What reveals Antisthenes as flawed is the one time he praises Kallias. While he eventually disputes that Kallias can make men more just through money, Antisthenes does like Kallias’ emphasis on justice. From Strauss’ Xenophon’s Socrates, pg. 149:
…in Antisthenes’ view justice is the least disputable kind of gentlemanship, for manliness and wisdom are thought to be sometimes harmful to both friends and the city (hence unjust) whereas justice is never in any respect associated with injustice; he implied that wisdom is at least thought to be compatible with injustice; he was silent on the harm that manliness and wisdom (and justice) can do to their possessor (Mem. IV 2.33), for the question concerned now the harm to others; he was silent on continence because it was thought to be compatible with greed (Mem. I 5.3)

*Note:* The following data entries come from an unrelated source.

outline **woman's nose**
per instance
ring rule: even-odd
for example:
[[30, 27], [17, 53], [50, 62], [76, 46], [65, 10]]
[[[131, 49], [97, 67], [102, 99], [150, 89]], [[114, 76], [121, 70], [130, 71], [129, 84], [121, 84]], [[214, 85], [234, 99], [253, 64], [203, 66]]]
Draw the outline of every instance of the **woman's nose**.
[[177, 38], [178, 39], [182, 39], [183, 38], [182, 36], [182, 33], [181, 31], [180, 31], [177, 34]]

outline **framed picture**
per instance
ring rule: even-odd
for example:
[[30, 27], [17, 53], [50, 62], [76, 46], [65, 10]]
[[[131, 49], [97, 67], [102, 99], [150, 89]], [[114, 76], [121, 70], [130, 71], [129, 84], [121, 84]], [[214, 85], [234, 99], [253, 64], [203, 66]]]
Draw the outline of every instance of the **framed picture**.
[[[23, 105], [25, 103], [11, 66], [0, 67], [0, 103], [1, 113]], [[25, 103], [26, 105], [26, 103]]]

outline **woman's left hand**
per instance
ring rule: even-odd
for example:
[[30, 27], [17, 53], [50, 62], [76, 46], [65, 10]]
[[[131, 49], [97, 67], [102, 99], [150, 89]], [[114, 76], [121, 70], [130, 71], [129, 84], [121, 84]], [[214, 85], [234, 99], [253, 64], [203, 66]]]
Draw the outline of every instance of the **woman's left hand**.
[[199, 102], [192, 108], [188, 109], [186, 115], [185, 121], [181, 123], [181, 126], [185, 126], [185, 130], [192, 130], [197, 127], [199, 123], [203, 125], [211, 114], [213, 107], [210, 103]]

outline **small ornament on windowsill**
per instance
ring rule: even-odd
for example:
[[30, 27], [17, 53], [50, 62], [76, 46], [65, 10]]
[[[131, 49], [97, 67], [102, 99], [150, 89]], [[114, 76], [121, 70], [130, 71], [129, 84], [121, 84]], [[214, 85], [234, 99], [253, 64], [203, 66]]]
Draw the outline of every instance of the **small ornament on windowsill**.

It would seem to me that Socrates could agree that continence should be subordinate to leisure. But that is not specific enough - a despot is more than willing to be continent for the sake of leisure. A despot will happily use means that look just in order to advance injustice. Understanding what’s wrong above starts with “justice is never in any respect associated with injustice” - is it not the case we do harm to criminals, sometimes excessive harm accidentally? From the Republic, Book 1 - is it not just for someone who wishes to guard something well to be familiar with all the ways a thief can operate, perhaps be skilled at stealing himself? From Lesser Hippias - is it not the case that Odysseus teaches much about justice and wisdom and rule, all while being a liar?
3. So what do we conclude?
I think Antisthenes is a stand-in for those who wish to understand what Socrates truly stood for, and benefit others. It’s not that he isn’t philosophic - he is. He just has a lot to learn, and shouldn’t get carried away with how powerful the mind can be. Happiness for oneself is, in large part, a matter of perception. But true happiness for oneself and others involves subordinating oneself to what they want to achieve, and showing them what is best through subtle and caring means of persuasion. Socrates’ deeds in the Symposium are truly graceful because they are cornball for the most part: he compliments others frequently and avoids insulting anyone. Charmides and Antisthenes and Hermogenes all are in Socrates’ circle, and have legitimate complaints against being at the party. Antisthenes seems to me to be an incomplete philosopher, one who has a little bit of growing up to do. When he grows a bit more, he’ll realize just how much the philosopher is a guest, how much he would rather not be the center of attention (9: 4-6).